Je déglutissai. Toute cette avalanche de reproches et de révélations me mettait très mal à l'aise. Il faut dire qu'il était vraiment imposant, posé ainsi sur cette petite table, avec son uniforme de militaire et son arme de service à portée de main. Il se rapprocha encore plus de moi, et colla ses lèvres rosées à mon oreille. 

 -Ecoute attentivement, très attentivement ce que je vais te dire. Tu mens. Tu pues le mytho, ton truc ça empeste vraiment la fumisterie à grande echelle. Les gars comme toi, dans ma carrière, j'en ai croisé des plus coriaces. Ils m'ont tous supplié à un moment ou à un autre de l'enquête qui les visait, parce que je suis impitoyable avec eux. Tonton est un peu fragile psychologiquement, mais laisse moi te dire qu'on a tout : les lieux, les témoins, tes motivations, la déposition d'Eolia, et même des gardes qui rapportent avoir vu un mec de ta carrure leur piquer des badges de sécurité. Dans moins de deux semaines, on a le résultat des analyses ADN et tu passeras en jugement pour meurtre. Rappelle toi bien de ça : Si je ne peux pas t'avoir pour tes petites fouilles organisées, je t'aurais pour assassinat.

Devant mon air térrifié, il recula légèrement et reprit à voix haute.

 -Dieter, je ne sais pas qui tu es et ce que tu nous veux, mais je sais que tu finiras derrière des barreaux très rapidemment.
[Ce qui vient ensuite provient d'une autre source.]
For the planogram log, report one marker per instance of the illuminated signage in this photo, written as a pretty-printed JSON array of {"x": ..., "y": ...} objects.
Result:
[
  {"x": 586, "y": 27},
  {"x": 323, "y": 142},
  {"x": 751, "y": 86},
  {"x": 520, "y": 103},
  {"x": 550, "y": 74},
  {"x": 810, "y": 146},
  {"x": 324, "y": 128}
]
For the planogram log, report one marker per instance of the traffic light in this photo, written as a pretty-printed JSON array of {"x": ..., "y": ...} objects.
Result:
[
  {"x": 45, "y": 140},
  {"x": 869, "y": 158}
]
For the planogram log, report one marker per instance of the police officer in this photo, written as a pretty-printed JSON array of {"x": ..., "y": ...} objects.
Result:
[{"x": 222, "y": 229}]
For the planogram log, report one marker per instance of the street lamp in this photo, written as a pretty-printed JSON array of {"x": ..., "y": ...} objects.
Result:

C'est Philippe Augustin Pierre Tades qui te le promet.

 -Je pense que vous devriez faire attention à ce que vous dîtes, monsieur le Grand-Lieutenant.

A côté de moi, une voix grave s'était élevée. Autant moi-même que Tadéo et Boisclair, nous nous retournâmes vers cette voix avec un peu d'appréhension et beaucoup de surprise : mon commis d'office avait décidé de quitter le pays du marchand de sable.